Time of delegate’s decision?

Federal Court. Appellant had to satisfy the following time of application criterion under cl 890.211 of Sch 2 to the Migration Regulations 1994 (Cth): "The applicant has had, and continues to have, an ownership interest in 1 or more actively operating main businesses in Australia for at least 2 years immediately before the application is made". She also had to satisfy the following time of decision (TOD) criterion under cl 890.221: "The applicant continues to satisfy the criteria in clauses 890.211...". A delegate of the Minister refused to grant the visa and the Appellant applied to the Tribunal for merits review. Should the Tribunal determine the TOD by reference to the time of the delegate's decision? Or should it determine the TOD by reference to the time of its own decision?

Submission templates

High Court. Practitioner used written submissions deriving from a previous client as a template for submissions sent to the IAA concerning 2 other clients. As a ground of judicial review, must fraud affect a particular duty, function, or power of the IAA? If so, were they affected for either of those 2 other clients? Was the IAA's failure to exercise the power in s 473DC to get new information, namely new submissions, legally unreasonable?

Appeal: were hotels ‘immigration detention’?

Federal Court (Full Court). Did subpara (b)(v) of the definition of “immigration detention” in s 5(1) of the Migration Act 1958 (Cth) impliedly confer power on the Minister to approve in writing “another place” of immigration detention? If so, did that power exclude the power to create a de-facto detention centre, which is already provided for in subpara (b)(i) of that definition and s 273 of the Act? Is immigration detention lawful even if the expenditure involved in detaining the appellant was not lawfully authorised?

s 501CA(4): can decision-maker defer assessment of non-refoulement claims?

High Court. "Where the representations do include, or the circumstances do suggest, a claim of non‑refoulement under domestic law", is it open to the decision-maker to "defer assessment of whether the former visa holder is owed those non‑refoulement obligations on the basis that it is open to the former visa holder to apply for a protection visa"?

Effect of professional representation

Federal Court. In determining whether an unarticulated claim nevertheless clearly arose from the materials before an administrative decision-maker, is it relevant that the non-citizen was professionally represented before that decision-maker throughout the process?

s 23 of FCA Act: power or jurisdiction?

Federal Court (FCA). Is s 23 of the Federal Court of Australia Act 1976 (Cth) a conferral of power, not jurisdiction? Does the FCA have the power to grant an injunction in an appropriate case in aid of a statutory right?

Pitfall: last email address provided to the Minister

Federal Court: the applicant's last email address provided to the Minister for the purposes of receiving documents was the one provided by the AAT

Denial of PF in that s 501(3A) decision could have been made under s...

Federal Court (Full Court). Was the Appellant denied procedural fairness in that "the Minister or the Minister’s delegate decided to exercise the cancellation power in s 501(3A) rather than 501(2) [of the Migration Act 1958 (Cth)] when the latter requires the person affected to be given an opportunity to be heard before the power is exercised whereas the former does not"?

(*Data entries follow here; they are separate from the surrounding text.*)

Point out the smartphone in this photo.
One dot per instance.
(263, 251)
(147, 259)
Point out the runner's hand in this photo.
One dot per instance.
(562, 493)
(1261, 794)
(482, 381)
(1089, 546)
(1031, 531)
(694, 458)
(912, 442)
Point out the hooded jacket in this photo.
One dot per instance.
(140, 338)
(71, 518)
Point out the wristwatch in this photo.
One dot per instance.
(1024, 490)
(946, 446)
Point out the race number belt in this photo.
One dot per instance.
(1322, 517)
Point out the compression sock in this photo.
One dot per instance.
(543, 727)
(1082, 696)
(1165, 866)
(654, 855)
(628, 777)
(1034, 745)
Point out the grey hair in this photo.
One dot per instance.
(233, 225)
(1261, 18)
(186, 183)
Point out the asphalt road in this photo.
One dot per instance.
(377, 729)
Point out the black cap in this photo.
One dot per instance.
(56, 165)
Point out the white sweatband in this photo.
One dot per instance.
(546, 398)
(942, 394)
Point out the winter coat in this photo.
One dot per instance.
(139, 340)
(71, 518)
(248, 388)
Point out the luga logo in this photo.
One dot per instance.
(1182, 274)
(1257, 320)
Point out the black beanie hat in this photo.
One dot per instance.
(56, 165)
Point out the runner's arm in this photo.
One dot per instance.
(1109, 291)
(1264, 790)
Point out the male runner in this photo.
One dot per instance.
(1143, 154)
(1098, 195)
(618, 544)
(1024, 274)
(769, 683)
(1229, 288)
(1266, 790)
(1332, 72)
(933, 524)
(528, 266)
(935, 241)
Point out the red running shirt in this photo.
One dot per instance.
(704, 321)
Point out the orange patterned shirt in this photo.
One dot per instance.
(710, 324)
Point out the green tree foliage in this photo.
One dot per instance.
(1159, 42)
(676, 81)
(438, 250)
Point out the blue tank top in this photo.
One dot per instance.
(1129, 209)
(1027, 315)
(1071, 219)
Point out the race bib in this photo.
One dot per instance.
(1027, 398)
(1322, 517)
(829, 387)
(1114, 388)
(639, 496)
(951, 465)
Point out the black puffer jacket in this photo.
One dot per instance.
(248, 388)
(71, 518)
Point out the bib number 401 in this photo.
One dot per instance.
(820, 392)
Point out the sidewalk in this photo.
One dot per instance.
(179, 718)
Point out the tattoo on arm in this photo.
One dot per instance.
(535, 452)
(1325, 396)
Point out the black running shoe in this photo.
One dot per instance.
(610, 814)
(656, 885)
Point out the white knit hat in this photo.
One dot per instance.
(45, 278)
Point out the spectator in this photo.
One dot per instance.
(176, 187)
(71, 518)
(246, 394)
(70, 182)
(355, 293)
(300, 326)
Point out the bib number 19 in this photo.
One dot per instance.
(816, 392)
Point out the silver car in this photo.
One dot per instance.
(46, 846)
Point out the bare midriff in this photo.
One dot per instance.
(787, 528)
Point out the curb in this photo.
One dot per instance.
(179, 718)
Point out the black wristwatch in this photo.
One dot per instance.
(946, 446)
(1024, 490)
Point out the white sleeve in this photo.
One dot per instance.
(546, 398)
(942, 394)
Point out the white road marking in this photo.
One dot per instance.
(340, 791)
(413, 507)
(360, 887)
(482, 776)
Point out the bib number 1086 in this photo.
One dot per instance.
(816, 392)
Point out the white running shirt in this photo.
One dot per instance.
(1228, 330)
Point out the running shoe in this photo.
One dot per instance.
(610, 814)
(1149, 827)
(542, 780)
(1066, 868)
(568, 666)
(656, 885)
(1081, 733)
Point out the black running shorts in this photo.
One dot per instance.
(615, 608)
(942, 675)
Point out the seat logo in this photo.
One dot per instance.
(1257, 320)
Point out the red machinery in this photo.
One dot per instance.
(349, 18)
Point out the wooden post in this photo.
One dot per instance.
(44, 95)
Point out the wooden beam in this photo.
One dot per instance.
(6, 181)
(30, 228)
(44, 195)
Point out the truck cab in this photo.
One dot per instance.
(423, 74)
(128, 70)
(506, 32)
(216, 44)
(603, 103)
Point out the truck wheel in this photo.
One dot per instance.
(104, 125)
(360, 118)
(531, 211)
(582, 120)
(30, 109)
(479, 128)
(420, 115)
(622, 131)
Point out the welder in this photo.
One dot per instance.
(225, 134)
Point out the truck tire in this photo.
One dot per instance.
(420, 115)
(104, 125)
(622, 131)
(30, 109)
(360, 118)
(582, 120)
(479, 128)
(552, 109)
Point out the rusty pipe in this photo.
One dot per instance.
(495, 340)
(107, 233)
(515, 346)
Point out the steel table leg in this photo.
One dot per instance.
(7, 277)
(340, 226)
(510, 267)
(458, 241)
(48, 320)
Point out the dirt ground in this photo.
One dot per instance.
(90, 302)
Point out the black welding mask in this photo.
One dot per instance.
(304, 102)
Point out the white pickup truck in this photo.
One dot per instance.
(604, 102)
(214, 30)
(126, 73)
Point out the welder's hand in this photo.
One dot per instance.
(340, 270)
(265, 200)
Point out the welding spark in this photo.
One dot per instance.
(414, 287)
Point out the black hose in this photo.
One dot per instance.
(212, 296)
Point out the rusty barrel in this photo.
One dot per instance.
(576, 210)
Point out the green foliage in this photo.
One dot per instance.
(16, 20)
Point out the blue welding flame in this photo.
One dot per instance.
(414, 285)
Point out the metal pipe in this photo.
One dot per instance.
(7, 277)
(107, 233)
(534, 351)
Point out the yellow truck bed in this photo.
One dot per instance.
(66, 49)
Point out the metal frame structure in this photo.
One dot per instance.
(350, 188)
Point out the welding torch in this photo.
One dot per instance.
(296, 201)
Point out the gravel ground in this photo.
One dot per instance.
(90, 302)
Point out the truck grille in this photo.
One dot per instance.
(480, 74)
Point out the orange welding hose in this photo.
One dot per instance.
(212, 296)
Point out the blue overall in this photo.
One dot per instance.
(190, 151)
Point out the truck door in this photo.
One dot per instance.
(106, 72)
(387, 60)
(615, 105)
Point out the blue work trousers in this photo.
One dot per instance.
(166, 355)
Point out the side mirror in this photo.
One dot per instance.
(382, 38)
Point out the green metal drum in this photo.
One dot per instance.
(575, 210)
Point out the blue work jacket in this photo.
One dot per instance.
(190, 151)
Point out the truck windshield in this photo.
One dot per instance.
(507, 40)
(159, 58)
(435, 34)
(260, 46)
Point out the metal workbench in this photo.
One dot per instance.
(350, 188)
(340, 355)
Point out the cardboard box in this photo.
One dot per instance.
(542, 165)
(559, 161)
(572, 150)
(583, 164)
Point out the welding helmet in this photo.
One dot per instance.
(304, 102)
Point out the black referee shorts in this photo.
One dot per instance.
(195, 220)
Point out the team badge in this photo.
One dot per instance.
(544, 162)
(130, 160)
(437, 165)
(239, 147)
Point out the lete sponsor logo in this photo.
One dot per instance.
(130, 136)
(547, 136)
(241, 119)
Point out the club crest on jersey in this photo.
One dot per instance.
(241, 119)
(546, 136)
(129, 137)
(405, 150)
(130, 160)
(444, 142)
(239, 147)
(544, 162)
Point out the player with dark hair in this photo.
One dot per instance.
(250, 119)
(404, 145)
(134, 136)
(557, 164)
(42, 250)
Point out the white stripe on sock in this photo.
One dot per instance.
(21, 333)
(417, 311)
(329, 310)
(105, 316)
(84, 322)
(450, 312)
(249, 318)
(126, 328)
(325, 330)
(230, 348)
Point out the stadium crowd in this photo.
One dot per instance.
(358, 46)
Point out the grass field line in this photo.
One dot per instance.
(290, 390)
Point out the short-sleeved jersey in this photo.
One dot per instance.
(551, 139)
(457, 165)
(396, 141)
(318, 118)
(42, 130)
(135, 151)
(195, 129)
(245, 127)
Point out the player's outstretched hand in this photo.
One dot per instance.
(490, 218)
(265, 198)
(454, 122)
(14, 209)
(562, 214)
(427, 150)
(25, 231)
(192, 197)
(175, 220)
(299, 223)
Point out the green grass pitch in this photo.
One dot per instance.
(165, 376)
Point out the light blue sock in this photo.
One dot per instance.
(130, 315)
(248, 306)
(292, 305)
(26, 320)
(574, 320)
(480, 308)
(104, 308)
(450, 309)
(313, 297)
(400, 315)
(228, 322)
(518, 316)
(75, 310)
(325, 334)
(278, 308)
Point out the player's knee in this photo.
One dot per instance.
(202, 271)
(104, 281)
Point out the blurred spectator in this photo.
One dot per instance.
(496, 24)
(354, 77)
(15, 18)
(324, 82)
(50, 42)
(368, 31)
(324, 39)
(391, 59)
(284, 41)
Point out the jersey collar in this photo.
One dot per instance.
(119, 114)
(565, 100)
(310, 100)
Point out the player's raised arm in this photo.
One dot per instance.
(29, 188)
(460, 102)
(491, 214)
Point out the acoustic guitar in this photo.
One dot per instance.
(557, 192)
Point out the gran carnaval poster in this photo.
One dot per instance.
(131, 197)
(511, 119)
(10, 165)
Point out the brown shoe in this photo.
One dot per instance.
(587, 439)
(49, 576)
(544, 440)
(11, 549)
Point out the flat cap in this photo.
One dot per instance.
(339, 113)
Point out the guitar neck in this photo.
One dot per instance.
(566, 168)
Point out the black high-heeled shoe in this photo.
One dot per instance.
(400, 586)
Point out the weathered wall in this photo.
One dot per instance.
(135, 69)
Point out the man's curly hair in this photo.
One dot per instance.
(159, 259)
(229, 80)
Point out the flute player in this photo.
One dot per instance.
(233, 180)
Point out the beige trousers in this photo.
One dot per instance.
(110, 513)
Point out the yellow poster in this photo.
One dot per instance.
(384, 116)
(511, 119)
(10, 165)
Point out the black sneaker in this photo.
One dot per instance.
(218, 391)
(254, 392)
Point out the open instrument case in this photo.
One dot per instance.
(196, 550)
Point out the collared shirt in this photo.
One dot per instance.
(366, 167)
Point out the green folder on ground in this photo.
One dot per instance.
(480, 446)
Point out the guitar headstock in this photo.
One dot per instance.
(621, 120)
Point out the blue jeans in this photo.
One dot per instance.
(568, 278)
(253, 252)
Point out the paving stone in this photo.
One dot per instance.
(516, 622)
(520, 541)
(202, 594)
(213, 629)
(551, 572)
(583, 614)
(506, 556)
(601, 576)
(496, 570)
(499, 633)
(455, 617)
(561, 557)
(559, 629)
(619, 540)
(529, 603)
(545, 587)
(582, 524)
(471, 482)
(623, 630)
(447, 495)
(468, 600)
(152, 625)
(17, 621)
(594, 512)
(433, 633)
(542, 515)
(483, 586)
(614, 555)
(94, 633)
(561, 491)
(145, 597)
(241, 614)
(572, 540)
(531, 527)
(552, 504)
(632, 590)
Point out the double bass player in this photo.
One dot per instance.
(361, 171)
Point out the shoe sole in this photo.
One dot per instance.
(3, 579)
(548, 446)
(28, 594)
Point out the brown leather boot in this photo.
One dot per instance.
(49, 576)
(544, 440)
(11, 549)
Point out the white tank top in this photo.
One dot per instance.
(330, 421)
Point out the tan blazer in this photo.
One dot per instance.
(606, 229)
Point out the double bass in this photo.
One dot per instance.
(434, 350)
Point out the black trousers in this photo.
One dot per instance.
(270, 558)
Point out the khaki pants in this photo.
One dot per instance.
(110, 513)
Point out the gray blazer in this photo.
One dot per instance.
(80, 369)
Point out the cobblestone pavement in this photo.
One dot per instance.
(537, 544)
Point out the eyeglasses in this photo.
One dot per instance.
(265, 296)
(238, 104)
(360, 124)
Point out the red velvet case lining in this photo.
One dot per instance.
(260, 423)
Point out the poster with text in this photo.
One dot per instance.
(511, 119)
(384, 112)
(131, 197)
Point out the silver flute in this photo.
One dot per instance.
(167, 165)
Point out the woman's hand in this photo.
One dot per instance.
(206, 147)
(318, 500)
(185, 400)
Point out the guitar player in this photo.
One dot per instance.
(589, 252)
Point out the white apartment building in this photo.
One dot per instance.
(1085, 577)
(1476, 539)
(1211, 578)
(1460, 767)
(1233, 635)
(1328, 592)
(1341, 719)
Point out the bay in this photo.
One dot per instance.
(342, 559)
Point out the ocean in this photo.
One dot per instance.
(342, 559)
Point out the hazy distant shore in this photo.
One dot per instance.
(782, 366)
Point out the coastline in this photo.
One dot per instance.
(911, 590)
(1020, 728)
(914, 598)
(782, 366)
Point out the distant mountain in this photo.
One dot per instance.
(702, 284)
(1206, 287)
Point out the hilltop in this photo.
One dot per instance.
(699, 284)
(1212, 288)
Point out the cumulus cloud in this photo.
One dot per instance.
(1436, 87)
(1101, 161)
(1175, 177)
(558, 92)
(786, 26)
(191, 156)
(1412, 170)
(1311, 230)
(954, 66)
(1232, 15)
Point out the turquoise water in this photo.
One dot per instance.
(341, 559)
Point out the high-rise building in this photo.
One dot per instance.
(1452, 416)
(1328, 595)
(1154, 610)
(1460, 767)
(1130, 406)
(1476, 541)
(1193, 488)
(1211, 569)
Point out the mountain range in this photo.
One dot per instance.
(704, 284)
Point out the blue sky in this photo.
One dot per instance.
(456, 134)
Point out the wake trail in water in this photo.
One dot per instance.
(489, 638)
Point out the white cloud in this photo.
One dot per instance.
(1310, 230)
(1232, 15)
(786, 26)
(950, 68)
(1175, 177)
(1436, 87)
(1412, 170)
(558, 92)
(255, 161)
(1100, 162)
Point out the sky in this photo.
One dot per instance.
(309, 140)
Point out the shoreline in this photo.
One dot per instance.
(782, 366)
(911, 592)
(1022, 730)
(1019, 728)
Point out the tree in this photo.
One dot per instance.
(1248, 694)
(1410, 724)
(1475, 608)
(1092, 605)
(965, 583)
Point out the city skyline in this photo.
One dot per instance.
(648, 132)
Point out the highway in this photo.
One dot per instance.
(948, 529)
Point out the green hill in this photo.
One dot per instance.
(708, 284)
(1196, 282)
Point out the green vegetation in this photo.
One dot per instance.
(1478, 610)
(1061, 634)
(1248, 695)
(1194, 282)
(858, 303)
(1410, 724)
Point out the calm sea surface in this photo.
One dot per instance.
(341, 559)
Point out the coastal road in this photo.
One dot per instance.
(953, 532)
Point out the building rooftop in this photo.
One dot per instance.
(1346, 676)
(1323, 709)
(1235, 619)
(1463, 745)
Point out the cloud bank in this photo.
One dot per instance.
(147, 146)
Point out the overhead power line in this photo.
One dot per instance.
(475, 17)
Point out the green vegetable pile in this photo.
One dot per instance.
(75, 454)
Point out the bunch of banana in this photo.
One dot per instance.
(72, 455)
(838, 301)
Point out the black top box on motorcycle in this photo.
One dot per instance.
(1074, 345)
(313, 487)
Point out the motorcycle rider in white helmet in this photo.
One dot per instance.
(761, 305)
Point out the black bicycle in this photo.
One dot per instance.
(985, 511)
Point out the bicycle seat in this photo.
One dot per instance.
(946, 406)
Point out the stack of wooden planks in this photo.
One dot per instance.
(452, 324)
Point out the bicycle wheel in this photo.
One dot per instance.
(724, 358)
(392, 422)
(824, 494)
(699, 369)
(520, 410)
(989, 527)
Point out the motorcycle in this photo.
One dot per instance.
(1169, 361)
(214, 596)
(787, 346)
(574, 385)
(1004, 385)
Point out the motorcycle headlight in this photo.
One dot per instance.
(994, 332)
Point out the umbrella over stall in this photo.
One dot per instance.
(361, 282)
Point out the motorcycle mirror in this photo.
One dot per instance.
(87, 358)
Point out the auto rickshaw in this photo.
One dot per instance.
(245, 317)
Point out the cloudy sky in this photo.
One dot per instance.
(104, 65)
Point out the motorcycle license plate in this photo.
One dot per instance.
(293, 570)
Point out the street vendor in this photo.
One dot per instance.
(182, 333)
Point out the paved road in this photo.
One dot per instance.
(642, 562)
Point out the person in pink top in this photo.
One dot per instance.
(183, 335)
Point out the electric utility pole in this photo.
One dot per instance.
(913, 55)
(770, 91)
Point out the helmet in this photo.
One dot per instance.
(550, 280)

Not liable to s 189 detention if not an alien?

High Court. Can it be said that a non‑citizen who does not have a visa that is in effect is not liable to detention under s 189(1) of the Migration Act 1958 (Cth) if they are not an alien? Can it be said that, "what constitutes reasonable grounds for suspecting a person to be an unlawful non‑citizen must be judged against what was known or reasonably capable of being known at the relevant time"? In other words, can it be said that what constitutes reasonable grounds cannot be invalid ab initio?

MARA: “provision of unlawful migration assistance”

OMARA: "I am satisfied that the Agent knowingly entered into arrangements that facilitated the provision of unlawful migration assistance... I have taken into account that the applications submitted to the Department on behalf of these sponsors were handled through the Agent’s business and that she was the nominated migration agent. It follows that I am satisfied the Agent knew, else ought to have known, immigration assistance was provided unlawfully in relation to their respective matters".